TW
0
Staff Reporter DEYA yesterday was in mourning for the death of one of its most illustrious sons, William Waldren, who died in London of a thrombosis. He was 79. Mayor Jaume Crespí said that the council was preparing a tribute to him and will name him an Adoptive Son. Waldren, a renowned painter and sculpture who also made a name for himself in the field of archaeology, was born in New York and had lived in Deya since 1952. Some of his most important work as an archaeologist was carried out in the mountain village. In 1962, he set up the Archaeology Museum of Deya, of which he was the director. William Waldren studied art in New York, at the Julien Academy in Paris and the Sant Jordi Fine Arts School of Barcelona, exhibiting extensively throughout the United States and Europe. He moved to Majorca in 1952, and ten years later he became one of the founder-members of the Es Déu des Teix (The Teix Mountain Ten) group of artists, whose aim was to present the latest non-figurative avant garde movements to the Majorcan public. His co-founders in the influential group were Michael Albert, Martin Bradley, Elsa Collie, Frank Hodgkinson, Teodore Kliros, Richard Kozlow, Eugenio Molinaro, Georges Sheridan, John Ulbricht, Thea Winguer, Norman Yanikun and Francisco Barceló. All the founder members were foreigners who lived on the island, and their work had a great influence on many Majorcan artists. In 1992, Waldren held a one-man show of sculptures in olive wood in Deya. Throughout his artistic career, he followed the path of abstract art and often combined conventional and unconventional materials such as plaster or rope in his work. In the field of archaeology, he took his doctorate in 1975 at Oxford and was a lecturer there from that year. In Majorca, he directed excavations in prehistoric settlements of Valldemossa such as Son Ferrandell, Son Mas and Son Olesa and in Soller, at the Muleta cave.
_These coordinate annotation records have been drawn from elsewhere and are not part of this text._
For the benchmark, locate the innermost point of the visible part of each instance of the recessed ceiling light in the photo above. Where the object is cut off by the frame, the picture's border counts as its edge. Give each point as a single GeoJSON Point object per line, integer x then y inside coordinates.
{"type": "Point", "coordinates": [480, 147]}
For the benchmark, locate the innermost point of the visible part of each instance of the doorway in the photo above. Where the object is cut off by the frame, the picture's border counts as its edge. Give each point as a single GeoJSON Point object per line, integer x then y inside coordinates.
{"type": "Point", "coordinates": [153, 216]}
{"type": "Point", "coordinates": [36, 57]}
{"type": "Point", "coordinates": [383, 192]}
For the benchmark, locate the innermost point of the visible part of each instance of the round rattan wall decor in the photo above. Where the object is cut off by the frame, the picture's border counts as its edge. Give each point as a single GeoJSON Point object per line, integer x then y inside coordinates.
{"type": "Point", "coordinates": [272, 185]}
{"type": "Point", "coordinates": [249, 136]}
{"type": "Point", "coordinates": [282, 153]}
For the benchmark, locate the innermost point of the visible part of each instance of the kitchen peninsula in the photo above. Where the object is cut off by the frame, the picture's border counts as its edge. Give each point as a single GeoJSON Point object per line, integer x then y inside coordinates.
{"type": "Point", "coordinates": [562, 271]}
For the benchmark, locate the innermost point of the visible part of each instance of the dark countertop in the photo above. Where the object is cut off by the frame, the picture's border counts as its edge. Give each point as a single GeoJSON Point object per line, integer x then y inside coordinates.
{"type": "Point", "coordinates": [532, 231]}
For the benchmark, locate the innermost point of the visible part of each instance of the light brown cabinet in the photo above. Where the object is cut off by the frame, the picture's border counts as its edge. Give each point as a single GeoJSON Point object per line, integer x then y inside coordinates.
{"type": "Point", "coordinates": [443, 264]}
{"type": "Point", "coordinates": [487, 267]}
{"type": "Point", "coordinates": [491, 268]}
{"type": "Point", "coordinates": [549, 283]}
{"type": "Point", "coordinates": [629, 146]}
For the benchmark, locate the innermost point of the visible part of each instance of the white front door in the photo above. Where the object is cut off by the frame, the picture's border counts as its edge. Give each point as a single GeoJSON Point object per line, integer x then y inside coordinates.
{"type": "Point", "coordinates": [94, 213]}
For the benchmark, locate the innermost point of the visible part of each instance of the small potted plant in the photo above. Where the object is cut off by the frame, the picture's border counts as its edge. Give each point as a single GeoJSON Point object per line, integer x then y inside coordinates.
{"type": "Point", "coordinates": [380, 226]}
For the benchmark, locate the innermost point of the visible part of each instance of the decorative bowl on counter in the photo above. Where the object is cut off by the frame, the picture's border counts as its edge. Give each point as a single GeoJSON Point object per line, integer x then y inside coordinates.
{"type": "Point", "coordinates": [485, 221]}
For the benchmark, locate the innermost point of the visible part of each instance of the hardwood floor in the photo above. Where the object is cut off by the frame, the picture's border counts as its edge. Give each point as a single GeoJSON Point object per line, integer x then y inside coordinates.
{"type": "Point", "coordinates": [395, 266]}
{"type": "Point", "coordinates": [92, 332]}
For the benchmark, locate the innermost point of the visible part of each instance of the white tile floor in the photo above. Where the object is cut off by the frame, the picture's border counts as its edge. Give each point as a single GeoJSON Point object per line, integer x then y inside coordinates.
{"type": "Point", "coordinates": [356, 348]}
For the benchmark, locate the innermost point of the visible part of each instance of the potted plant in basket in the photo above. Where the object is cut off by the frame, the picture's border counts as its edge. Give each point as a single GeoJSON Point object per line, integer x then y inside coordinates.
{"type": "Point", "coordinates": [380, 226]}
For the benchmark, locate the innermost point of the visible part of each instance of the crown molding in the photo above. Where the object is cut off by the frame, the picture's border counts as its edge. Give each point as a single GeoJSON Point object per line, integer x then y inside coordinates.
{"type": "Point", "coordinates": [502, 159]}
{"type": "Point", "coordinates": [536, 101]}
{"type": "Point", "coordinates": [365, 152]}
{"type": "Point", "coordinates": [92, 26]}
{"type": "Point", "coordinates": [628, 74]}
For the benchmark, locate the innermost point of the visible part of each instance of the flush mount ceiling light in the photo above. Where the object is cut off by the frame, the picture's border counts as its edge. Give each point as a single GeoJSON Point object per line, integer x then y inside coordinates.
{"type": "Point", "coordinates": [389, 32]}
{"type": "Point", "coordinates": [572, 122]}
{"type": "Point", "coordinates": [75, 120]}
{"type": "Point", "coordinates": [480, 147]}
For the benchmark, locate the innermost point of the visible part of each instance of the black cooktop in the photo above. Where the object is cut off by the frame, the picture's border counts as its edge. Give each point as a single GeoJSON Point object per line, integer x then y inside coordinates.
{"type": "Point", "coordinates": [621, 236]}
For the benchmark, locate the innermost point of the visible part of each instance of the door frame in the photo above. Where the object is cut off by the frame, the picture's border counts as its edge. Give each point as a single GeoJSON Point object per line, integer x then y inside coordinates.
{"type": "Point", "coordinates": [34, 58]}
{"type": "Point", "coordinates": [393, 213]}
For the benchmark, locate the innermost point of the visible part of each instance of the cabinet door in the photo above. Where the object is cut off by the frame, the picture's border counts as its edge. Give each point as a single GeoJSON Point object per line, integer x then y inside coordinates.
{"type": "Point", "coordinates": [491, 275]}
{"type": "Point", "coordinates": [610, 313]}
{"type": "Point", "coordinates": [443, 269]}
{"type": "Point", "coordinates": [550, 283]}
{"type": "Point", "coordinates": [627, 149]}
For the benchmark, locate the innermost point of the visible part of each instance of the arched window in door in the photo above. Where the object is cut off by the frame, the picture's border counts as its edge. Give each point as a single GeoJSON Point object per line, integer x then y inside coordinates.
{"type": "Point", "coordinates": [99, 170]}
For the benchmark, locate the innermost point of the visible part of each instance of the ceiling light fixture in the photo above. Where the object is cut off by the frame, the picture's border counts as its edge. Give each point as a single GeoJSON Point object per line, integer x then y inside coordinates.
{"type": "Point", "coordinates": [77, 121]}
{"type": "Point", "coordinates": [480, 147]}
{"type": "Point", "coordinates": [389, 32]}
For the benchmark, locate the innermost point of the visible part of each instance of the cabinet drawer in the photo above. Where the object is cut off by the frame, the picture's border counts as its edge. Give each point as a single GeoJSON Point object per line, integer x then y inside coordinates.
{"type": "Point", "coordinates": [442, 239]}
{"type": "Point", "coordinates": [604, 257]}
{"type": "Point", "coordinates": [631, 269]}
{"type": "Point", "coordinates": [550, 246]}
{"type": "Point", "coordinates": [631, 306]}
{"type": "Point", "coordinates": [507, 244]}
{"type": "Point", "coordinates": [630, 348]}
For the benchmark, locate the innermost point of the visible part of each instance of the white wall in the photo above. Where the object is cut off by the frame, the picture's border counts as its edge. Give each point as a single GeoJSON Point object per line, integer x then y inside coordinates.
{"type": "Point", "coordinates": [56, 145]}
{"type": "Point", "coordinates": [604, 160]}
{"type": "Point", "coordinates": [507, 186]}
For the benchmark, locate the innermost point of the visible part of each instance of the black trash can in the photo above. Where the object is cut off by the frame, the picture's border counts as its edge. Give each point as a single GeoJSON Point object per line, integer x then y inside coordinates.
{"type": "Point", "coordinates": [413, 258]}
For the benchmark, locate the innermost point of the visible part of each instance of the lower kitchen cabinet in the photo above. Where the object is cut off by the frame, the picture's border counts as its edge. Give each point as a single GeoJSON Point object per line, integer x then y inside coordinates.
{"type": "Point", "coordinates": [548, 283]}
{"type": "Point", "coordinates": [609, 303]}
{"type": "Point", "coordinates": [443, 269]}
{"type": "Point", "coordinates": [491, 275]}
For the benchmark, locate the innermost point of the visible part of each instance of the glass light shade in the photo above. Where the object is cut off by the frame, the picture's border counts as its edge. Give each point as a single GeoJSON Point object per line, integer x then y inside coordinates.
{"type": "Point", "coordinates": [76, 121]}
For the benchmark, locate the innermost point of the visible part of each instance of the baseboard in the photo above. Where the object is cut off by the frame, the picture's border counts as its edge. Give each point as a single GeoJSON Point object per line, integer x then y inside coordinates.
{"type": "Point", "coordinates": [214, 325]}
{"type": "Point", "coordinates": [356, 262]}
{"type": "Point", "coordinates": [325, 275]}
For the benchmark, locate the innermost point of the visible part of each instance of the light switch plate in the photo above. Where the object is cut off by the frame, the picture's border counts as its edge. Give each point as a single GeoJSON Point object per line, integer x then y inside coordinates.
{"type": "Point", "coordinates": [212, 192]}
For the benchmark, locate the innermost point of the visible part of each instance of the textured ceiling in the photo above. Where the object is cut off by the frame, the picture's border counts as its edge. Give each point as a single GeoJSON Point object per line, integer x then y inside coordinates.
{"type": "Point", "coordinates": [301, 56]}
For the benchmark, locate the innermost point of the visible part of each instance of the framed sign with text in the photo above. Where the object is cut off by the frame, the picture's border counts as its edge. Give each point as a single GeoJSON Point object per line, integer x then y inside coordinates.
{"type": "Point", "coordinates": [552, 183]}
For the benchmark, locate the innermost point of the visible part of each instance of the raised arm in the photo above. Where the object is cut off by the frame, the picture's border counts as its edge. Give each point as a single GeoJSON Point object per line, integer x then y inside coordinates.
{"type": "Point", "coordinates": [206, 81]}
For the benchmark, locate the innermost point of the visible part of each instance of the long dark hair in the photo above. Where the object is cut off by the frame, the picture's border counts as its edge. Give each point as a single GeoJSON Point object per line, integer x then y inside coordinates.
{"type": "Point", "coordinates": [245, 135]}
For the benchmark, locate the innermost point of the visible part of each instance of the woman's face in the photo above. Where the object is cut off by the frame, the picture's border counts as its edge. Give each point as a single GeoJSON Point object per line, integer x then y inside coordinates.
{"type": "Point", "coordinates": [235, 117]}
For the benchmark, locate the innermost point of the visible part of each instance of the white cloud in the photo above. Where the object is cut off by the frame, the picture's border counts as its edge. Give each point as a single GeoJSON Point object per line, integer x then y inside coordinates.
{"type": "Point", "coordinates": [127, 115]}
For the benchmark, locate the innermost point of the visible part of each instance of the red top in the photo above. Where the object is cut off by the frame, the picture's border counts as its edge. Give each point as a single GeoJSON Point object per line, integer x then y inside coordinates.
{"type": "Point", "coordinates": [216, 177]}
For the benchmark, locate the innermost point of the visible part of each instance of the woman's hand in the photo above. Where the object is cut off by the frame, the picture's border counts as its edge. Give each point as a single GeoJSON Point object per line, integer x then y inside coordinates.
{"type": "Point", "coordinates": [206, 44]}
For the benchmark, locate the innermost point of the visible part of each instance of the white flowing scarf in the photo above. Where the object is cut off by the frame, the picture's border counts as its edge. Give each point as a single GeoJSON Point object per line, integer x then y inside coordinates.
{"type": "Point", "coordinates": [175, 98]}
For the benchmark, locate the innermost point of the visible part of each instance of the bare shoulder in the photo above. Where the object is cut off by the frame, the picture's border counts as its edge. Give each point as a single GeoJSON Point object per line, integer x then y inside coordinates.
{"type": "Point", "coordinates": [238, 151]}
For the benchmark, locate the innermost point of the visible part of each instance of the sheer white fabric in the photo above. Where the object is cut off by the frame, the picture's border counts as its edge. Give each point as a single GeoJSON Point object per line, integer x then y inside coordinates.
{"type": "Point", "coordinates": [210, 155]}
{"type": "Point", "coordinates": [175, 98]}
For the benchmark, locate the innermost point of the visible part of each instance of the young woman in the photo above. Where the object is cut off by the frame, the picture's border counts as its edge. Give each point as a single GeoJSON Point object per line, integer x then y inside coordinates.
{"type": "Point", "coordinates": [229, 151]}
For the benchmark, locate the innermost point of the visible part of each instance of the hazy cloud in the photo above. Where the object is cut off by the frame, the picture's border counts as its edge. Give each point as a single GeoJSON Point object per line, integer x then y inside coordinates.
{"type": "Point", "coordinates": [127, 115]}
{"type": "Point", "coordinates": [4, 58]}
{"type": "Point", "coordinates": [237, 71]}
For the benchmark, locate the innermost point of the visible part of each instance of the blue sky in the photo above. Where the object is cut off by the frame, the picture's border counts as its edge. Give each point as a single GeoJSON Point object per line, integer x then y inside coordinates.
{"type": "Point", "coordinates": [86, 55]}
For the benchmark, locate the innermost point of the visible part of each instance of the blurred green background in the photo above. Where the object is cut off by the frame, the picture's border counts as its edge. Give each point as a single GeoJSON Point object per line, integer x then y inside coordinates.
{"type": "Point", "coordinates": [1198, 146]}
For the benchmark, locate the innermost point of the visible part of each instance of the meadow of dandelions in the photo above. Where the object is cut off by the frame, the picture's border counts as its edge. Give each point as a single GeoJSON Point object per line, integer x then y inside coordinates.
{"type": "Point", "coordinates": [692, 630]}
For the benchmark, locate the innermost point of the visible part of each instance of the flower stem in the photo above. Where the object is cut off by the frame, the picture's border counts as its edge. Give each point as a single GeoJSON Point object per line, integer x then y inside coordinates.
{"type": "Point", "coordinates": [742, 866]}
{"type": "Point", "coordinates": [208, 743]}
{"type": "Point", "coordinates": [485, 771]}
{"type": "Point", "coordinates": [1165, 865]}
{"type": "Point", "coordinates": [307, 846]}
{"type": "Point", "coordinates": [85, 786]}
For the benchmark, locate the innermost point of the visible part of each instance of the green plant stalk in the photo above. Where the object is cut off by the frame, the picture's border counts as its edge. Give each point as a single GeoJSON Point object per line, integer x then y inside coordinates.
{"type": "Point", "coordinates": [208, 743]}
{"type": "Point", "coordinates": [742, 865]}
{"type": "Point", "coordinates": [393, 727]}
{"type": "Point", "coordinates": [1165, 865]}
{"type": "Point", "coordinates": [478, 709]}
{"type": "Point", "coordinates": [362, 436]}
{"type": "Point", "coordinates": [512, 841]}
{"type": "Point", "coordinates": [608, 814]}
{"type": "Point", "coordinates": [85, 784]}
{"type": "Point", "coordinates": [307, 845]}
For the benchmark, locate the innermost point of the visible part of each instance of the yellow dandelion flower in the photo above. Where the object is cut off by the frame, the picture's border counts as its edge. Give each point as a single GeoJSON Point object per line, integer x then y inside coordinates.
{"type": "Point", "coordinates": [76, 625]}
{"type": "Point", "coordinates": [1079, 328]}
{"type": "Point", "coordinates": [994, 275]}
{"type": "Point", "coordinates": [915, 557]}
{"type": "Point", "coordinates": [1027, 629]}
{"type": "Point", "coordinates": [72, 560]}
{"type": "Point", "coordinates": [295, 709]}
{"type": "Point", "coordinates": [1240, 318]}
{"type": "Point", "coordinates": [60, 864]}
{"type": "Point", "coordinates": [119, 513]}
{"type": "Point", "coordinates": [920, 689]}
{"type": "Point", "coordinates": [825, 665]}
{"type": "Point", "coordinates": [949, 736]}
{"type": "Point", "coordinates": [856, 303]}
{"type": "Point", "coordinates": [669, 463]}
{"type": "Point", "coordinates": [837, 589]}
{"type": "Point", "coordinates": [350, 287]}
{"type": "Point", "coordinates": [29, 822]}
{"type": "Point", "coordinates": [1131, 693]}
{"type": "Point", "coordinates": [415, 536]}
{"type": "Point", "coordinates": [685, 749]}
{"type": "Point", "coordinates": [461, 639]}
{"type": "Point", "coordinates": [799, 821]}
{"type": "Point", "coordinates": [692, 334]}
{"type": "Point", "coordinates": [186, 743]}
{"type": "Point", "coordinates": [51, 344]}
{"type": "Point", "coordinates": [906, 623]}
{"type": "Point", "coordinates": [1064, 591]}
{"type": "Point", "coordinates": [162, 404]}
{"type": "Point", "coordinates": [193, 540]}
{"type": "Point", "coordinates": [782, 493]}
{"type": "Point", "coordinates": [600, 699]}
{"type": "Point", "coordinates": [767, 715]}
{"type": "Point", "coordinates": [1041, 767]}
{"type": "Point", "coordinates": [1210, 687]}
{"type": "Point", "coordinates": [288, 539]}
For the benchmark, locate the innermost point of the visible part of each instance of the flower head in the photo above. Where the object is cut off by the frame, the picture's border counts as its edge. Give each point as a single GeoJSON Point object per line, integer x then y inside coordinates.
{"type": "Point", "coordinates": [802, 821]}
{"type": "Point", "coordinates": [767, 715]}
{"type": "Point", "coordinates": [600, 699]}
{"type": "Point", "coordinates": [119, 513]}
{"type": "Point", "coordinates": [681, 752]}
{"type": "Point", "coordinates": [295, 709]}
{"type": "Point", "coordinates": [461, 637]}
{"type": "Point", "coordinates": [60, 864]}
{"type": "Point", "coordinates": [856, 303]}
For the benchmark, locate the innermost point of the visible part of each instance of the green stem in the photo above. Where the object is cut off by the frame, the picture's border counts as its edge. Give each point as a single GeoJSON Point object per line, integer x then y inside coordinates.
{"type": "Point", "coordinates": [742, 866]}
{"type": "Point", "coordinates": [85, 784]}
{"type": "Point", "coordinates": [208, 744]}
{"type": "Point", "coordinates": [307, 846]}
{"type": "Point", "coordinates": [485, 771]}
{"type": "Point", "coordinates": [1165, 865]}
His pioneering study on the Myotragus Balearicus, a type of goat, extended the prehistoric chronology of the island to the fifth millenium BC.
His excavations at the Muleta cave provided a new insight into the initial population of Majorca, and he was the first person on the island to use Carbon 14 dating.

He has published many books on archaeology and worked closely with Earthwatch, directing excavations.
Yesterday tributes were pouring in from all over the island.